## Quantitative data types

• Expressed numerically, and ordered on a scale
• Interval data: increase at constant intervals, but do not start at zero, eg. temperature on the Celsius scale
• Ratio data: interval data which has a true zero, eg. pressure
• Binary data: yes or no answers
• Discrete data: isolated data points separated by gaps
• Continuous data: part of a continuous range of values

This sort of data is described by measures of central tendency, dispersion, and "shape".

### Measure of central tendency

• This is the average of a population - allowing the population to be represented by a single value.
• Examples: Median, mode (value which occurs most frequently) and the means (arithmetic mean and geometric mean)

### Measures of variability

• These describe the dispersion of data around some sort of mean.
• Range: the highest and the lowest score
• Percentile: the percentage band into which the score falls (mean = the 50th percentile)
• Deviation: distance between an observed score and the mean score
• Variance: deviation squared
• Standard deviation: square root of variance
• Measure of the average spread of individual samples from the mean
• Reporting the SD along with the mean gives one the impression of how valid that mean value actually is (i.e. if the SD is huge, the mean is totally invalid - it is not an accurate measure of central tendency, because the data is so widely scattered.)
• Standard error
• This is an estimate of spread of samples around the population mean.
• You dont known the population mean- you only know the sample mean and the standard deviation for your sample, but if the standard deviation is large, the sample mean may be rather far from the population mean. How far is it? The SE can estimate this.

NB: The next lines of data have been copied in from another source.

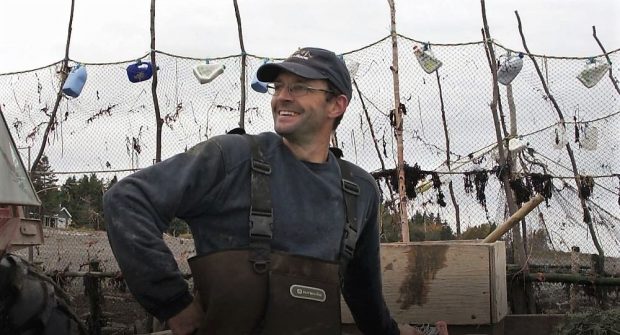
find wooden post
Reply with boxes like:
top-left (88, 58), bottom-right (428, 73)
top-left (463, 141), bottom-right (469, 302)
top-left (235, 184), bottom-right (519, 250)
top-left (480, 0), bottom-right (535, 313)
top-left (30, 0), bottom-right (75, 173)
top-left (354, 79), bottom-right (395, 214)
top-left (569, 246), bottom-right (579, 313)
top-left (388, 0), bottom-right (410, 242)
top-left (592, 26), bottom-right (620, 94)
top-left (435, 69), bottom-right (461, 237)
top-left (151, 0), bottom-right (164, 163)
top-left (233, 0), bottom-right (247, 129)
top-left (512, 11), bottom-right (605, 268)
top-left (84, 260), bottom-right (104, 335)
top-left (482, 194), bottom-right (545, 243)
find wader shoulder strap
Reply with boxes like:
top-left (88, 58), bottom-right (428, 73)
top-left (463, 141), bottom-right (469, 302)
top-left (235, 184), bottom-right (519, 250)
top-left (244, 135), bottom-right (273, 273)
top-left (338, 159), bottom-right (360, 273)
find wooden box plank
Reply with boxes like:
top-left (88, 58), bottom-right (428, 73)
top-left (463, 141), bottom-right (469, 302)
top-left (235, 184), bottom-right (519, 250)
top-left (342, 241), bottom-right (508, 325)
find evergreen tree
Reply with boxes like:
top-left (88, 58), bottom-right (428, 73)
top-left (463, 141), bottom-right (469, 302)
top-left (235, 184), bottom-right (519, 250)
top-left (61, 173), bottom-right (105, 230)
top-left (26, 155), bottom-right (60, 219)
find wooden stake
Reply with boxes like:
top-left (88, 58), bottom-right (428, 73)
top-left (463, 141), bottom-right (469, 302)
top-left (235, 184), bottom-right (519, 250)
top-left (435, 70), bottom-right (461, 236)
top-left (592, 26), bottom-right (620, 94)
top-left (388, 0), bottom-right (410, 242)
top-left (515, 11), bottom-right (605, 270)
top-left (233, 0), bottom-right (247, 129)
top-left (480, 0), bottom-right (526, 266)
top-left (30, 0), bottom-right (75, 173)
top-left (151, 0), bottom-right (164, 163)
top-left (482, 194), bottom-right (545, 243)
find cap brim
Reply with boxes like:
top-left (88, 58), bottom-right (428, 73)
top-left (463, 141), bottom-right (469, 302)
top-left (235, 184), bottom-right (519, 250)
top-left (256, 62), bottom-right (327, 83)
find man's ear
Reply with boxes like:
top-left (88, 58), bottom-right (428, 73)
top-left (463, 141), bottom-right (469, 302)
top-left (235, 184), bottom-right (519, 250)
top-left (329, 94), bottom-right (349, 119)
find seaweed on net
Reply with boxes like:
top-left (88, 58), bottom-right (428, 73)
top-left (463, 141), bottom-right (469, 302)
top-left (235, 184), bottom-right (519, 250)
top-left (529, 173), bottom-right (553, 207)
top-left (553, 308), bottom-right (620, 335)
top-left (431, 172), bottom-right (447, 207)
top-left (404, 163), bottom-right (426, 200)
top-left (463, 172), bottom-right (474, 193)
top-left (579, 176), bottom-right (594, 200)
top-left (464, 170), bottom-right (489, 210)
top-left (510, 178), bottom-right (532, 206)
top-left (371, 163), bottom-right (426, 200)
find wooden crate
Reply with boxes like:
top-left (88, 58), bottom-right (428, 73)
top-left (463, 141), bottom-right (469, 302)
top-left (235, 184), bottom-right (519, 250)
top-left (342, 241), bottom-right (508, 325)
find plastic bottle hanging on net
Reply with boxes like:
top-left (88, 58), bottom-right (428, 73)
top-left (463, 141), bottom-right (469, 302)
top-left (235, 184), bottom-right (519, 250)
top-left (413, 44), bottom-right (442, 73)
top-left (577, 58), bottom-right (609, 88)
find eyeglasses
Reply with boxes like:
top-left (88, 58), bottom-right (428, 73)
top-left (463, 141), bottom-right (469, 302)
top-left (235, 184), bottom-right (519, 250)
top-left (267, 82), bottom-right (336, 98)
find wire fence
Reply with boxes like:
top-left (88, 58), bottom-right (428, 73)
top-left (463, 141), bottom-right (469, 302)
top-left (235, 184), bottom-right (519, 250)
top-left (0, 36), bottom-right (620, 273)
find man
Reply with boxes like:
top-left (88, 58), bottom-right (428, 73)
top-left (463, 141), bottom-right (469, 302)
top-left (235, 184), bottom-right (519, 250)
top-left (104, 48), bottom-right (416, 335)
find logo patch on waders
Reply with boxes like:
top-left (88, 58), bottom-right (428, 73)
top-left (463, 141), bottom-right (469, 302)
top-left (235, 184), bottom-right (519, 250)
top-left (289, 284), bottom-right (327, 302)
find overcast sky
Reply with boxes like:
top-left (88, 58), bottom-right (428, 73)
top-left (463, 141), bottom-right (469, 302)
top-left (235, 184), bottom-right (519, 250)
top-left (0, 0), bottom-right (620, 73)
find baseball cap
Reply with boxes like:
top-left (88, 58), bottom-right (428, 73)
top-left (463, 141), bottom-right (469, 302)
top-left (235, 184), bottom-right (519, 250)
top-left (256, 48), bottom-right (352, 101)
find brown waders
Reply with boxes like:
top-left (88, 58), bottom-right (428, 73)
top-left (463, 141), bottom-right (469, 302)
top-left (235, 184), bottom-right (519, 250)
top-left (189, 135), bottom-right (359, 335)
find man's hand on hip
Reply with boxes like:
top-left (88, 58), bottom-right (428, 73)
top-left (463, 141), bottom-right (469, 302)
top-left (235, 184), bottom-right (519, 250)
top-left (167, 299), bottom-right (204, 335)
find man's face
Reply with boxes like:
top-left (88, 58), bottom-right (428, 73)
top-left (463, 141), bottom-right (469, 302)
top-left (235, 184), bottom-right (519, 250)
top-left (271, 72), bottom-right (333, 142)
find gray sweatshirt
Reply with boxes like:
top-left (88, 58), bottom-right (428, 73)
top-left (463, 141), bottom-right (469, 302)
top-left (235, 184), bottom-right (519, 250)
top-left (104, 133), bottom-right (398, 335)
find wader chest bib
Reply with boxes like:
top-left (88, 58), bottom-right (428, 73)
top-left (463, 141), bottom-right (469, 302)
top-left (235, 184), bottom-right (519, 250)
top-left (189, 135), bottom-right (359, 335)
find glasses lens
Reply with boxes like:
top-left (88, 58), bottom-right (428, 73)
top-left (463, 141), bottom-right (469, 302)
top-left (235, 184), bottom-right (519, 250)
top-left (288, 83), bottom-right (309, 97)
top-left (267, 84), bottom-right (276, 95)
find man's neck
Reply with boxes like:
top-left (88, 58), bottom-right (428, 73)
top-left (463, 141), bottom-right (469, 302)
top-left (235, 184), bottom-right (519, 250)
top-left (283, 138), bottom-right (329, 163)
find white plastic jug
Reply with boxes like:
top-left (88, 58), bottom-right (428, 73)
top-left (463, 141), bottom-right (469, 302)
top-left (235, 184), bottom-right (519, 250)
top-left (62, 64), bottom-right (88, 98)
top-left (194, 64), bottom-right (226, 84)
top-left (579, 126), bottom-right (598, 151)
top-left (413, 45), bottom-right (442, 73)
top-left (344, 59), bottom-right (360, 80)
top-left (497, 53), bottom-right (523, 85)
top-left (250, 59), bottom-right (269, 93)
top-left (577, 59), bottom-right (609, 88)
top-left (551, 123), bottom-right (568, 149)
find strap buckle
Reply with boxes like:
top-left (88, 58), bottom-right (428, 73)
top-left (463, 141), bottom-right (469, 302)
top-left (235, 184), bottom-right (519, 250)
top-left (250, 208), bottom-right (273, 239)
top-left (342, 179), bottom-right (360, 195)
top-left (252, 159), bottom-right (271, 175)
top-left (342, 222), bottom-right (357, 258)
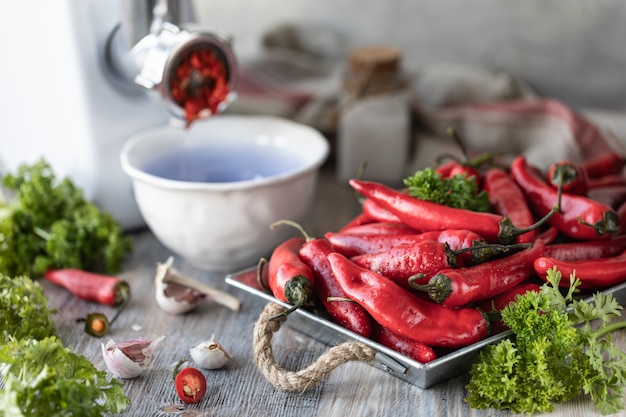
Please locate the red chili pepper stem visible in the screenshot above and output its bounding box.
[77,281,130,337]
[498,200,561,243]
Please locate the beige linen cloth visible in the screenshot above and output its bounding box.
[407,65,626,174]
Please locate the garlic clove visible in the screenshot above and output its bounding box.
[189,340,232,369]
[154,256,241,314]
[101,336,165,379]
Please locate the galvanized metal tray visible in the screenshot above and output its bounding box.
[226,267,626,389]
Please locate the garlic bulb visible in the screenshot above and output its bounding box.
[189,339,232,369]
[101,336,165,379]
[154,257,240,314]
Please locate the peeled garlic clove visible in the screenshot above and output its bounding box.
[101,336,165,379]
[154,256,240,314]
[189,340,232,369]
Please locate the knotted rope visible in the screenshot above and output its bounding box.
[252,303,376,391]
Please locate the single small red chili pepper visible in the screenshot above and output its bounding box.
[324,229,486,265]
[328,252,489,348]
[544,235,626,261]
[511,156,619,240]
[361,198,402,223]
[268,237,315,315]
[483,168,536,243]
[534,251,626,289]
[349,179,552,243]
[272,220,372,337]
[372,324,437,363]
[478,282,541,334]
[546,161,589,195]
[581,151,626,178]
[412,241,545,307]
[44,268,130,307]
[174,368,206,404]
[334,222,419,235]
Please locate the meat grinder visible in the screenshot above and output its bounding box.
[0,0,237,229]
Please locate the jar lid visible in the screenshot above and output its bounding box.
[348,46,402,73]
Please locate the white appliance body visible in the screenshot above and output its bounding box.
[0,0,169,229]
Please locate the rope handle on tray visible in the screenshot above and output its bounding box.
[252,303,376,391]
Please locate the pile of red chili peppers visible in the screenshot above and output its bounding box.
[259,152,626,363]
[169,47,230,125]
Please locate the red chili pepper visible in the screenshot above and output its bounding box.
[300,228,372,337]
[546,161,589,195]
[478,282,541,334]
[484,168,536,243]
[537,226,559,245]
[350,240,456,289]
[372,324,437,363]
[617,202,626,234]
[328,252,489,348]
[412,241,545,307]
[511,156,619,240]
[268,237,315,315]
[349,179,542,243]
[169,47,229,125]
[44,268,130,307]
[582,151,626,178]
[534,251,626,289]
[334,222,419,235]
[361,198,402,223]
[587,185,626,208]
[339,213,375,233]
[174,368,206,404]
[544,235,626,261]
[324,229,486,265]
[589,173,626,189]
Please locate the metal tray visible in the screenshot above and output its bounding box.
[226,267,626,389]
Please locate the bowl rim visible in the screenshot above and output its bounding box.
[120,115,330,191]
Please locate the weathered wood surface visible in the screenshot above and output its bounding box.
[42,165,626,417]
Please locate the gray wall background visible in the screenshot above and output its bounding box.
[195,0,626,112]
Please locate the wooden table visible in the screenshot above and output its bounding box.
[42,161,626,417]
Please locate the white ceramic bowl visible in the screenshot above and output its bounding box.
[120,115,330,272]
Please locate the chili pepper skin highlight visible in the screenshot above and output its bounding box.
[44,268,130,307]
[511,156,619,240]
[534,251,626,289]
[300,231,372,337]
[268,237,315,314]
[412,241,545,308]
[328,252,490,348]
[544,235,626,261]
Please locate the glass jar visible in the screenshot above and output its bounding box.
[336,46,411,186]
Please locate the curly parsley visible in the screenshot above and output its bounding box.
[404,167,491,212]
[0,274,55,345]
[0,159,132,277]
[0,336,130,417]
[466,269,626,414]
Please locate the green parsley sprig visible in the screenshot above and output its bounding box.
[0,336,130,417]
[466,268,626,415]
[0,158,132,277]
[0,274,56,346]
[404,167,491,212]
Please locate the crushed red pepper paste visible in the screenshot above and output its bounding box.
[170,46,230,126]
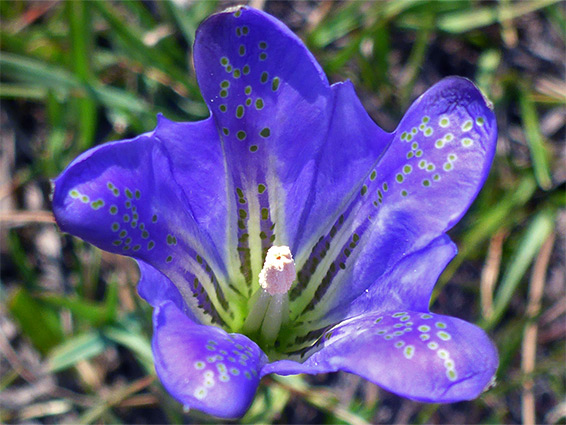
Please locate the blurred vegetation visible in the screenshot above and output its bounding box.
[0,0,566,424]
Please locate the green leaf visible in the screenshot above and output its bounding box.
[484,210,555,328]
[103,326,153,373]
[47,331,108,372]
[438,0,560,34]
[519,83,552,190]
[8,287,63,354]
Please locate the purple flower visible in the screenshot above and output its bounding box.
[53,7,498,417]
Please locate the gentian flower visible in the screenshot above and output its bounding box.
[53,6,498,418]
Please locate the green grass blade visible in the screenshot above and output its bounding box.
[519,87,552,190]
[438,0,560,34]
[484,209,555,328]
[65,1,97,150]
[47,332,108,372]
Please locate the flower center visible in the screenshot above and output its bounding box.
[242,246,296,346]
[259,246,297,295]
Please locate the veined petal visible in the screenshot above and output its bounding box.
[292,77,497,320]
[152,302,266,418]
[292,81,393,258]
[53,118,246,324]
[324,234,458,327]
[194,6,332,294]
[262,310,498,403]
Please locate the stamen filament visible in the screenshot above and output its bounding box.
[261,293,289,345]
[242,289,271,335]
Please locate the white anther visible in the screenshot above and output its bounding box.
[259,246,296,295]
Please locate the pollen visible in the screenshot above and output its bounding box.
[259,246,297,295]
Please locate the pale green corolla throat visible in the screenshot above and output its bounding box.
[242,246,297,346]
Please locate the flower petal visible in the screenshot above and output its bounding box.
[194,6,332,294]
[292,81,393,256]
[152,302,266,418]
[324,234,458,327]
[291,77,497,321]
[262,310,498,403]
[53,114,246,323]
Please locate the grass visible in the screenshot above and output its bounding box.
[0,0,566,424]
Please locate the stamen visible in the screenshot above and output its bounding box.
[259,246,297,295]
[243,246,296,345]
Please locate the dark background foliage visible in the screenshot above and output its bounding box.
[0,0,566,424]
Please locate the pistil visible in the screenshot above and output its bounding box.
[243,246,296,345]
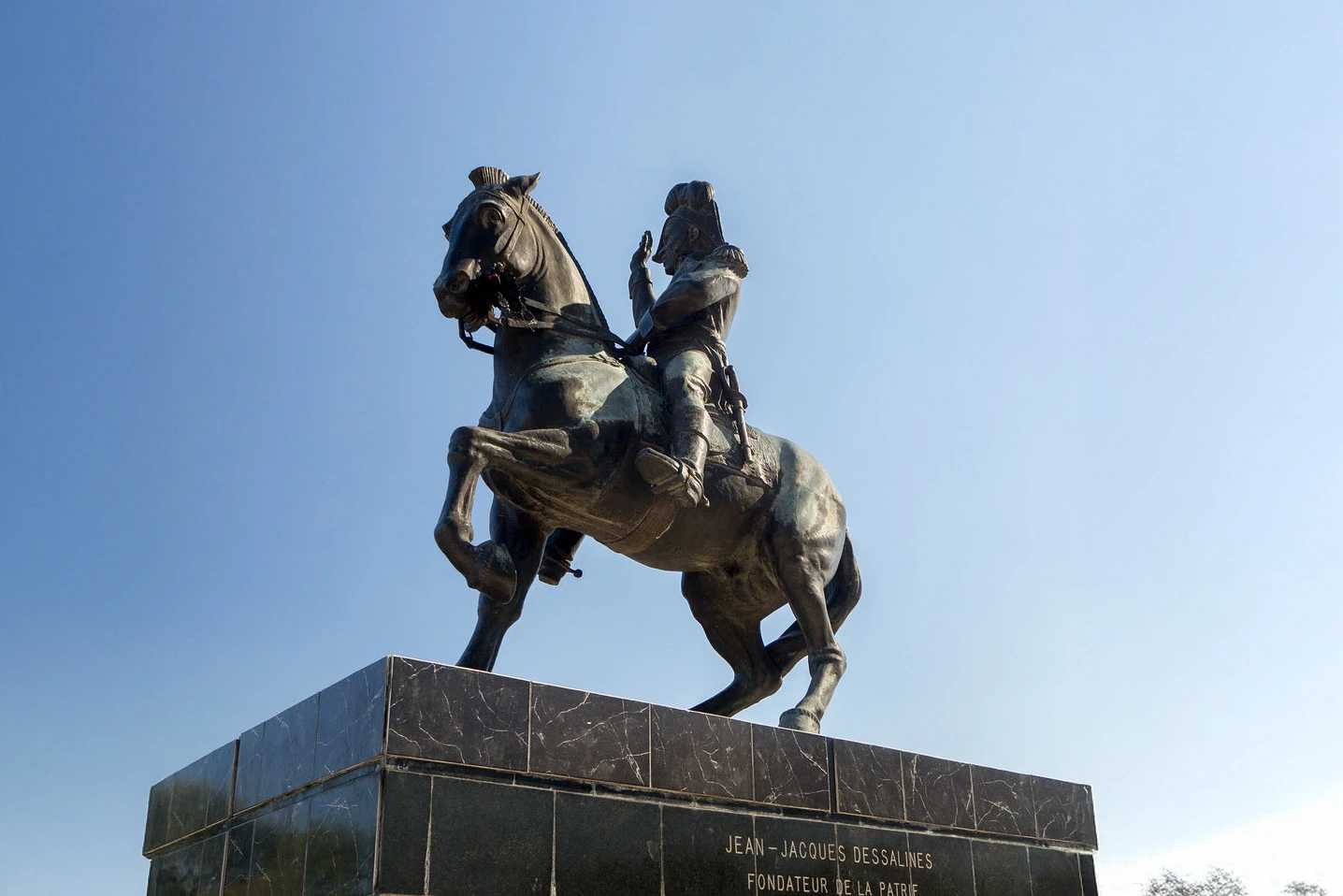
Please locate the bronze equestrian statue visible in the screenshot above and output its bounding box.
[434,168,862,732]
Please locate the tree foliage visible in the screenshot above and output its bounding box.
[1282,880,1328,896]
[1143,868,1246,896]
[1143,868,1328,896]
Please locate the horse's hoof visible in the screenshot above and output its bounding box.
[779,706,820,735]
[466,542,517,603]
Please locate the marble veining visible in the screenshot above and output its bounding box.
[387,657,530,771]
[247,800,309,896]
[651,706,752,800]
[259,695,317,802]
[832,740,905,821]
[234,723,266,812]
[751,726,830,809]
[222,821,253,896]
[527,686,651,788]
[971,766,1035,837]
[1030,778,1096,847]
[304,773,379,896]
[314,659,387,778]
[903,754,975,831]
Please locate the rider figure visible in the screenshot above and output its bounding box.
[629,180,746,505]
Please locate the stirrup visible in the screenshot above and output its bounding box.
[634,449,708,506]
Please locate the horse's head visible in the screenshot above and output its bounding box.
[434,166,545,324]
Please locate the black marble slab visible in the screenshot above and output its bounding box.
[142,775,172,854]
[651,706,754,800]
[145,742,237,853]
[258,695,317,802]
[147,832,224,896]
[234,723,266,812]
[313,659,388,778]
[387,657,530,771]
[971,841,1032,896]
[1029,849,1082,896]
[903,754,975,831]
[746,816,840,893]
[908,832,975,896]
[145,657,1096,896]
[971,766,1035,837]
[834,740,905,821]
[527,686,651,788]
[751,726,830,809]
[1030,778,1096,846]
[1077,853,1099,896]
[304,770,379,896]
[835,825,925,896]
[378,771,434,893]
[555,792,662,896]
[432,778,553,896]
[222,821,253,896]
[247,800,310,896]
[662,806,764,896]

Standard Error (SE) = SD / square root of n

• The variability among sample means will be increased if there is (a) a wide variability of individual data and (b) small samples
• SE is used to calculate the confidence interval.

### Shape of the data

• This vaguely refers to the shape of the probability distribution bell curve.
• Skewness is a measure of the assymetry of the probability distribution - the tendency of the bell curve to be assymmetrical.
• Kurtosis or "peakedness" describes the width and height of the peak of the bell curve, i.e. the tendency for the scores to gather around the middle of the bell curve.
• A normal distribution is a perfectly symmetrical bell curve, and is not skewed.